Historically, women have even been forced to wear chastity belts or to undergo genital mutilations, practices that were used for centuries by different groups, communities, and tribes in Asia, Africa, and the Middle East (female mutilation remains in practice today in more than 30 African countries, and also in Indonesia, Iraq, India, Pakistan, and Yemen). Let us not forget, either, what the famous "witch hunts" have historically represented, bearing in mind that the last documented execution of a woman accused of witchcraft took place in 1727.
No system has favored women more than capitalism. It has been the capitalist system based on individual freedom that has allowed their incorporation into the workplace.
In the 15th century two clergymen published the Malleus Maleficarum, where it was argued that witches lived among us and most women were described as liars and associated with diabolical figures according to the beliefs of the time. According to that book, any witch who was ''discovered'' had to be executed. Malleus Maleficarum became a manual applied in a large part of the European courts. In the two centuries following its publication, French and German witch hunters killed between 60,000 and 100,000 women accused of witchcraft.
In addition to these horrendous persecutions, women throughout history have also had no access to education, to vote, to work outside the home, or to own property. The struggle for women's suffrage was also, in its early days, a libertarian cause.
New Zealand was the first country to allow women to vote in 1893. Most other countries did so throughout the 20th century: the United States in 1920, the United Kingdom in 1923, Spain in 1931, France in 1944, Switzerland in 1971, Saudi Arabia only in 2011 and so on.
The fact is that feminism is a libertarian movement: the feminism of the origins, the feminism that has pursued a historical struggle for the only existing equality, which is equality in the eyes of the law. Feminism is not the destruction of public space, nor is it violence. Indeed, it is a historical fight in search of equality in front of the law and the promotion of merit rather than privileges, quotas, or government interventions.
In addition, no system has favored women more than capitalism. It has been the capitalist system based on individual freedom that has allowed their incorporation into the workplace, that has freed women from the obligation of having to endure anything for fear of being repudiated, and of living in monetary chains to the father and then to the husband.
Feminism is two hundred years old. Since Mary Wollstonecraft wrote her manifesto in the 1790s, two hundred years have already gone by. There have been many phases. One can criticize the present phase without necessarily criticizing feminism, as author Camille Paglia says.

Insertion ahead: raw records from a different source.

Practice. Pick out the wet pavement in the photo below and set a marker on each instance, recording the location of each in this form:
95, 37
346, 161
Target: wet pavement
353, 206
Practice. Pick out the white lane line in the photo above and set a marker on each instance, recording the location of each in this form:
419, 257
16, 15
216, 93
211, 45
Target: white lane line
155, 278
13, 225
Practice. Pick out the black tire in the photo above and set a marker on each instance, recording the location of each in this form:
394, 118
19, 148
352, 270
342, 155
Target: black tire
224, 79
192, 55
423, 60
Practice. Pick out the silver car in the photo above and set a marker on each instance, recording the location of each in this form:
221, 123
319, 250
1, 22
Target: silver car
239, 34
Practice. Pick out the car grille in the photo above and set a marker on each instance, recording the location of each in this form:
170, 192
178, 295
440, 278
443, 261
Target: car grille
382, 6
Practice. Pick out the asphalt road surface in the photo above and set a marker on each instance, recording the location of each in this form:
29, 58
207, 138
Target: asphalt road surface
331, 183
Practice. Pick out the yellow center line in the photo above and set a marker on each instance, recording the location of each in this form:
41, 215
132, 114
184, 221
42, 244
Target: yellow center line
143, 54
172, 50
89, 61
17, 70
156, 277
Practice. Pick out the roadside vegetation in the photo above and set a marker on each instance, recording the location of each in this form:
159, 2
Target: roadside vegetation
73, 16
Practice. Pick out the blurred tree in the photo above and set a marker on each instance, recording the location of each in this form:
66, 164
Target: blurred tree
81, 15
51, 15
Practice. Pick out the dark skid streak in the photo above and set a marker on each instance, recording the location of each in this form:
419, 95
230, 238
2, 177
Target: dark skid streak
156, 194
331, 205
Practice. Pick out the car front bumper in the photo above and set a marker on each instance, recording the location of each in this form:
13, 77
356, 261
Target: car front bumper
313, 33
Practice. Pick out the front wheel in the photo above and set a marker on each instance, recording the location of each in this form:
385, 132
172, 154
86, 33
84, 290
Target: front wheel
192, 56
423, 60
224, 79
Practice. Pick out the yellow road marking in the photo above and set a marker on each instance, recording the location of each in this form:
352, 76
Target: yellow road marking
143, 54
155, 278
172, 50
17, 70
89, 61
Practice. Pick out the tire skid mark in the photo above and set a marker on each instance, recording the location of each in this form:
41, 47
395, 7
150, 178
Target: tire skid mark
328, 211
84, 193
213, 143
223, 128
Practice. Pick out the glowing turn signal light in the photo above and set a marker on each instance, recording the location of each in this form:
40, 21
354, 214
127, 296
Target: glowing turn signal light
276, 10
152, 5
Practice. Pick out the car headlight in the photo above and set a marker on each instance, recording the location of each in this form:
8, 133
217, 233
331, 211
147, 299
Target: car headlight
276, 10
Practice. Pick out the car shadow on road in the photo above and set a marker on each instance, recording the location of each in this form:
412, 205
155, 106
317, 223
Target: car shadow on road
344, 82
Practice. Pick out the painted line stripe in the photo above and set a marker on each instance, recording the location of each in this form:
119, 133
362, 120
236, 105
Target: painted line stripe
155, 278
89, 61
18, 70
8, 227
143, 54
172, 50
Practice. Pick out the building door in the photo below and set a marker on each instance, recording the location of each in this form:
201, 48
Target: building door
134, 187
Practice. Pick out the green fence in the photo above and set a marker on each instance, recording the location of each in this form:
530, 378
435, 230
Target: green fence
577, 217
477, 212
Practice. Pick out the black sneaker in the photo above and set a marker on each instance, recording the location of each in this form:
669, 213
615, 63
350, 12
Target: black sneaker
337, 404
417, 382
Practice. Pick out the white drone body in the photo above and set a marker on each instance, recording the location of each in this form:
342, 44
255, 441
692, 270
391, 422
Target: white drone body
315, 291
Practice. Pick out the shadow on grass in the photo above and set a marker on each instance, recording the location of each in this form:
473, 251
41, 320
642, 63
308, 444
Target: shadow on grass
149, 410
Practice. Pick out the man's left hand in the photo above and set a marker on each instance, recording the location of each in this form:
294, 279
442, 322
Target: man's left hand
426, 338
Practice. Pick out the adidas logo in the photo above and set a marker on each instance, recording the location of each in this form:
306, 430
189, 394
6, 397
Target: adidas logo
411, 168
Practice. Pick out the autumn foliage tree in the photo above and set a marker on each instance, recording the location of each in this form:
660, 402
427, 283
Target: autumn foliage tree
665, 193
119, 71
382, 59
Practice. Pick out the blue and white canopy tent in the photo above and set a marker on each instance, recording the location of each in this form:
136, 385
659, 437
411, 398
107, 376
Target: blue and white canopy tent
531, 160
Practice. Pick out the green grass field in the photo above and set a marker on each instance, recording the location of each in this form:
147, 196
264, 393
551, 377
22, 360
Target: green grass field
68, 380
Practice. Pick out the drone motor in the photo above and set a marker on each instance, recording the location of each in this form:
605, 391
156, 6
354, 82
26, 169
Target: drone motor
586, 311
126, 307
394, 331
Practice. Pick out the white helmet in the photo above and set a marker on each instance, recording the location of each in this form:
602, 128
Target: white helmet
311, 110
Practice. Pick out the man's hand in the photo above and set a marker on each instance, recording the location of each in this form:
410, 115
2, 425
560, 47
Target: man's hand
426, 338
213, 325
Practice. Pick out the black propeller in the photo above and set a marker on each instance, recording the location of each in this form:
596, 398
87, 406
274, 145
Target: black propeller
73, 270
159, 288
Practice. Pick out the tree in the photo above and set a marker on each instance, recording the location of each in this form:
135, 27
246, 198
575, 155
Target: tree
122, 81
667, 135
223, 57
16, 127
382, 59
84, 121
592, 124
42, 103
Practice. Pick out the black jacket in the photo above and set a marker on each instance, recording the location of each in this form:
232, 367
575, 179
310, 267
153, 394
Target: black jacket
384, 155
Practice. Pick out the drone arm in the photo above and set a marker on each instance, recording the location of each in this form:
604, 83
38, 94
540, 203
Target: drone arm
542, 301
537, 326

As F.A. Hayek once taught us, the struggle for equality and against discrimination based on social origin, nationality, race, creed, sex, and so on, remains one of the most important characteristics of the classical liberal tradition.
Mary Wollstonecraft—daughter of the Enlightenment, wife of William Godwin and mother of Mary Wollstonecraft Shelley (the renowned author of Frankenstein)—expressed in A Vindication of the Rights of Woman (1792) one of the first feminist treatises, that women "were treated as a kind of subordinate being and not as part of the human species." In that text, Wollstonecraft demanded that women should be able to receive education, instead of being mere objects for men's entertainment.
By the following century, in 1848 in New York at the Seneca Falls Convention, activists in favor of abolitionism and women's liberties such as Frederick Douglass, Elizabeth Cady Stanton, and Lucretia Mott called for women's rights to be respected.
In this way, feminism has been a battle to achieve freedoms that for a long time were denied to women and that are still denied in many countries of the world. This is why libertarianism is absolutely compatible with feminism.
As Friedrich Hayek once taught us, the struggle for formal equality and against all discrimination based on social origin, nationality, race, creed, sex, and so on, remains one of the most important characteristics of the classical liberal tradition.